The Reverend Martin Luther King, Jr., Prince George Motel, Miami, 1960
Hugh Murray, Civil Rights Movement veteran, Scottboro Boys historian, and my fellow Herbert Aptheker research assistant, marked the 90th anniversary of the King’s birth today (which was actually last Tuesday) with an email to friends. I share it with his permission:
To All, HAPPY MARTIN LUTHER KING DAY. I certainly do not believe King was a saint; few people are. He is memorable because of the courage he showed in standing up when it was difficult, and in the end, standing up against all the forces of the US government. While he was preaching non-violence, the Feds paid various Blacks to join his movement and use violence to discredit King. I think the Feds even supplied the weapons. One such was a civil rights photographer, and recently it was discovered just what he was doing for the Feds to undermine King. There is a reason that many documents relating to the assassinations of JF Kennedy and ML King are still kept from the public. Trump angered the Deep State when he opened some of the material, but eventually Trump caved and kept some materials secret. About murders in 1963 and 1968!? It is not to protect the reputations of Lee Harvey Oswald or James Earl Ray. It is to protect government agencies. Well, as the Scots say, cheerio! Hugh Murray
In summer of 1960 King and others (including Jackie Robinson) trained about two dozen civil rights activists, including Hugh, in the strategy and tactics of non-violent civil disobedience.
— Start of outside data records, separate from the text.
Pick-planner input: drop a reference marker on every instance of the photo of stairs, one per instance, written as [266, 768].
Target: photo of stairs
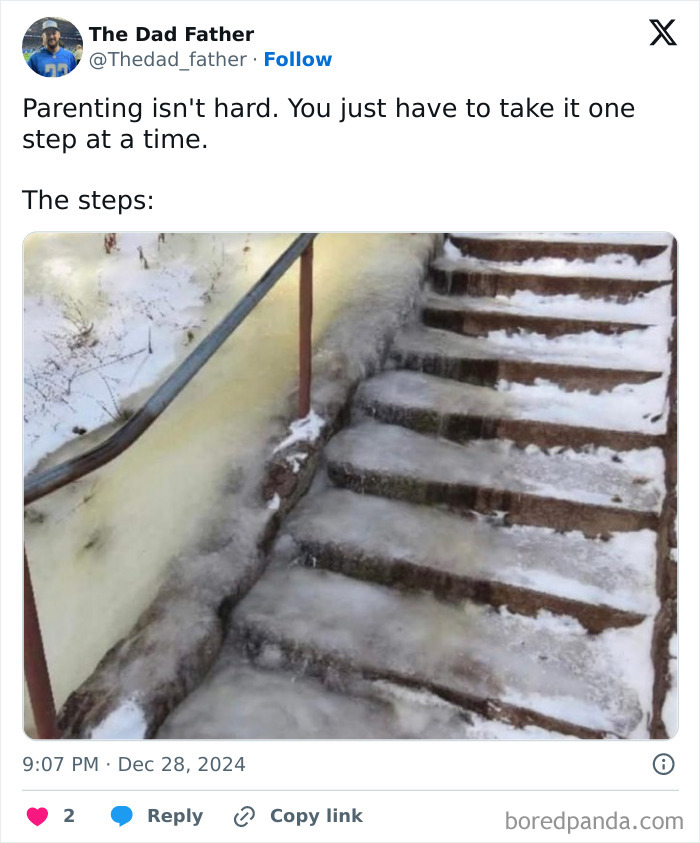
[489, 548]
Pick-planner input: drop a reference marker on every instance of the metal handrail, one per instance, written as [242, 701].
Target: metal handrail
[39, 485]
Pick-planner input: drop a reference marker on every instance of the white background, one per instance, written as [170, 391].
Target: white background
[370, 175]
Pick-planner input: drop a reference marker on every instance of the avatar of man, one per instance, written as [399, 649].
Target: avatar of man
[52, 59]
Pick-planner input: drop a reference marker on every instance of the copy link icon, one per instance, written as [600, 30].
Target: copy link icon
[244, 816]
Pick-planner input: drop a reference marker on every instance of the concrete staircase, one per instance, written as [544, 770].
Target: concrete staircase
[482, 556]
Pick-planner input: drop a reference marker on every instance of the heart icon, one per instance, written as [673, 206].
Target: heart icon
[37, 815]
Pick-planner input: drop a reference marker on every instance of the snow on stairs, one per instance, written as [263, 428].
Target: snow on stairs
[491, 540]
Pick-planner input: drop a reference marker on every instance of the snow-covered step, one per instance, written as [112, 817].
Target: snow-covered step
[596, 492]
[653, 308]
[478, 317]
[542, 671]
[241, 701]
[589, 362]
[491, 281]
[629, 417]
[528, 569]
[586, 247]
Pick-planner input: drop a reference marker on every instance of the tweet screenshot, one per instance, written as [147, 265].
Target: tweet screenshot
[342, 349]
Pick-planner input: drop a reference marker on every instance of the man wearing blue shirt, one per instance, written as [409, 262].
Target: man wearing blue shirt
[52, 59]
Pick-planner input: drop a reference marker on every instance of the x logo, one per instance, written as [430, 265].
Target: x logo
[663, 32]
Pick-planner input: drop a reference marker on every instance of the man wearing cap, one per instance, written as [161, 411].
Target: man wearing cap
[52, 59]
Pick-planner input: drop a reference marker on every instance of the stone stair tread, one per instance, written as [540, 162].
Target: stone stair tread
[630, 407]
[548, 667]
[624, 261]
[630, 481]
[636, 350]
[618, 572]
[605, 238]
[651, 308]
[241, 701]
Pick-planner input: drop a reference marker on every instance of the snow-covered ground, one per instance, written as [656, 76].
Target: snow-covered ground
[101, 331]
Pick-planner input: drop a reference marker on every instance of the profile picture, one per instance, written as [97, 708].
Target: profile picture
[52, 47]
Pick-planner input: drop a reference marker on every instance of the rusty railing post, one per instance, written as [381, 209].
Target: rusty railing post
[36, 672]
[306, 299]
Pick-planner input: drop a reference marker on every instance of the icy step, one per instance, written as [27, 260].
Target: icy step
[241, 701]
[527, 671]
[479, 316]
[528, 569]
[653, 308]
[629, 417]
[595, 492]
[590, 362]
[492, 280]
[585, 246]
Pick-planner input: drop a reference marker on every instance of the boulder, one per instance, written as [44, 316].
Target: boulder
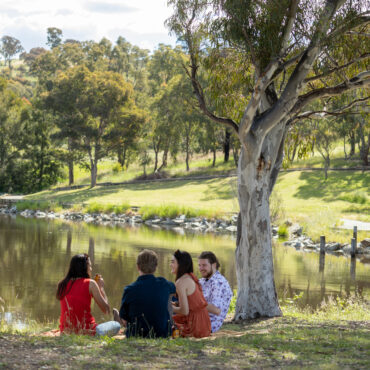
[231, 228]
[179, 221]
[296, 230]
[332, 247]
[347, 249]
[338, 252]
[298, 245]
[365, 243]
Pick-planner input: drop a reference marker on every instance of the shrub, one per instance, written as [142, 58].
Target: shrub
[276, 207]
[38, 206]
[283, 231]
[173, 211]
[359, 197]
[107, 208]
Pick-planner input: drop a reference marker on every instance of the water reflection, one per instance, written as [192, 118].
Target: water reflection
[35, 254]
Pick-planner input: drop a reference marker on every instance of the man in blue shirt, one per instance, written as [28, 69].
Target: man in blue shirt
[144, 307]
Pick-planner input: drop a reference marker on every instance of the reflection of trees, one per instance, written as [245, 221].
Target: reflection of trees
[91, 251]
[35, 254]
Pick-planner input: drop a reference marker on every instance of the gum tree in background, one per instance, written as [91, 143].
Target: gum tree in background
[268, 60]
[10, 46]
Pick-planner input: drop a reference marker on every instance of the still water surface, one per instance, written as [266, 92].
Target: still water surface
[35, 254]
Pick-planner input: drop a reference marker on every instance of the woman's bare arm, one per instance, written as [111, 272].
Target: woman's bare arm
[99, 295]
[183, 286]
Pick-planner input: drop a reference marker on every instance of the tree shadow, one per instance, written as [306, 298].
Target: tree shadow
[215, 190]
[315, 186]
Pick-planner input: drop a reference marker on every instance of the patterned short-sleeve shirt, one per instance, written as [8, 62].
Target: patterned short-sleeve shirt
[217, 291]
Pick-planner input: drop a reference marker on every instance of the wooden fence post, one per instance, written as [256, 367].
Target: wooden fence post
[355, 233]
[322, 244]
[353, 247]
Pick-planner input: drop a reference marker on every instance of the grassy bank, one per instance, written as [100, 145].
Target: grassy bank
[302, 196]
[337, 335]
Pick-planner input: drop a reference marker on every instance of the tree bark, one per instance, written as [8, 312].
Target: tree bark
[255, 272]
[214, 157]
[352, 141]
[364, 148]
[187, 153]
[227, 145]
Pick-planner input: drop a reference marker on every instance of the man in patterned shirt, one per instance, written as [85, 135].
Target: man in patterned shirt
[216, 289]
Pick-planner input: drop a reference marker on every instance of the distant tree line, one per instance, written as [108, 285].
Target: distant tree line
[82, 101]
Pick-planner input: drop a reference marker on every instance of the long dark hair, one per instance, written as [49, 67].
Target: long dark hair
[185, 263]
[77, 269]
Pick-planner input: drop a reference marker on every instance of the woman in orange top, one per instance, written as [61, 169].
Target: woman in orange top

The sessions were held in the Prince George Motel in Miami. The photo at the head of this post was taken at one of them. Here’s the other side of the room. Hugh’s on the right:
A month after this session Hugh helped integrate a Woolworth’s lunch counter in New Orleans, his home town. Forty years ago he recalled this event and others, including the workshop with King, in “The Struggle for Civil Rights in New Orleans in 1960: Reflections and Recollections.” Here are other pix from long ago:
Jerome Smith, a 21-year-old Hugh Murray, and others integrate Woolworth’s counter during the first New Orleans sit-in. September 9, 1960. Here’s the same scene from a different angle. (Hugh’s third from the right.) Both from NOLA.com.
It has been my pleasure to provide a platform for my good friend’s papers over the past fifteen years: Hugh Murray: Independent Scholar. His autobiography will be well worth reading. I pray he’ll get around to writing it.